Ma non solo. “Da tre mesi le incursioni dell’esercito sono aumentate tantissimo. Quasi ogni notte entrano in città sparano e arrestano chiunque”, raccontano alcuni residenti

Lidia Ginestra Giuffrida di Lidia Ginestra Giuffrida   
Vi racconto come si vive a Ramallah dove l'esercito israeliano decide chi può entrare e uscire...
Foto Lidia Ginestra Giuffrida

Il reportage da Ramallah di Lidia Ginestra Giuffrida

Oggi niente scuola, le strade sono bloccate. Sono triste, vorrei solo ricominciare ad andare a scuola”, dice Leen sconfortata mentre fa colazione. Leen (nome di fantasia) ha sette anni e vive a Ramallah. Dall’inizio della guerra a Gaza per lei è sempre più difficile frequentare le lezioni, per lei come per tanti bambini e bambine che vivono nella capitale, de facto, della Palestina.

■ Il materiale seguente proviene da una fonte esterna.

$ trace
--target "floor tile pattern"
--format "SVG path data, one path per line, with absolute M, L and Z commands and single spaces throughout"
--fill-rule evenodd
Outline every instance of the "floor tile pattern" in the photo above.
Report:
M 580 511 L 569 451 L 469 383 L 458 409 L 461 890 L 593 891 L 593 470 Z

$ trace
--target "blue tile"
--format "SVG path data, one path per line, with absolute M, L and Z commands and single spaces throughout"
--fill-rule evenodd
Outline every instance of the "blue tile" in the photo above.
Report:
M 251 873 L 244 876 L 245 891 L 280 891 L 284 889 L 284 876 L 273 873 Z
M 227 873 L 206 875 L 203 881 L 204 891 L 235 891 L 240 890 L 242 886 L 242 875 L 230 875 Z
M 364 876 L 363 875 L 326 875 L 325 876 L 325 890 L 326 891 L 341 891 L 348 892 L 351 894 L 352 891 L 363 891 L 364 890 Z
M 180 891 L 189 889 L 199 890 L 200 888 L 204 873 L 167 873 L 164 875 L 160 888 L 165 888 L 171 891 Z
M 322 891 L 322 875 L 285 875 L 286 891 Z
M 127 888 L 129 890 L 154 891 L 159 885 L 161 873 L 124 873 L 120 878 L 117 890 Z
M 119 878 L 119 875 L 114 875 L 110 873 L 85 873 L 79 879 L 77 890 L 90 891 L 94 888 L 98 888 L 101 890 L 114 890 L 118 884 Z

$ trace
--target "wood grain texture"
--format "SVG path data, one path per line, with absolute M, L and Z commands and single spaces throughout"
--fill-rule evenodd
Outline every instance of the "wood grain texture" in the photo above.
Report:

Da due settimane un nuovo cancello blocca la strada all’ingresso di Birzeit, una cittadina a nord di Ramallah, che collega la capitale alla città di Rawabi e a diversi villaggi, compresa una scuola. Quella di Leen. Questo blocco stradale, come qualsiasi checkpoint in Cisgiordania, è controllato dai militari israeliani. Sono questi ultimi, quindi, a decidere quando e come i bambini possono accedere alla scuola e gli abitanti di Ramallah uscire dalla città, negando ai palestinesi la libertà di movimento più di quanto già non fosse limitata prima del sette ottobre.

Ramallah si trova nella zona A della Cisgiordania, il che significa che è gestita sia militarmente che amministrativamente dai palestinesi, l’occupazione militare israeliana qui si è sempre sentita meno rispetto ad altri luoghi che, invece, si trovano in zona b (con amministrazione palestinese ma militarizzazione israeliana), come Betlemme, o peggio in zona c (militarizzata e amministrata dagli israeliani). Sede dell’Autorità Palestinese, dopo l’inizio della guerra, anche qui a Ramallah la vita è diventata sempre più difficile.

Foto Lidia Ginestra Giuffrida

Da tre mesi le incursioni dell’esercito sono aumentate tantissimo. Quasi ogni notte entrano in città sparano e arrestano chiunque”, raccontano alcuni residenti. Nella notte di domenica l’esercito israeliano è entrato con i mezzi militari in pieno centro città, in quella di lunedì hanno replicato arrestando tre persone e ferendone una. “Ci aspettiamo che accada ciò che sta succedendo a Gaza anche qui - dicono in città - prima o poi finiremo anche noi rifugiati in una scuola”.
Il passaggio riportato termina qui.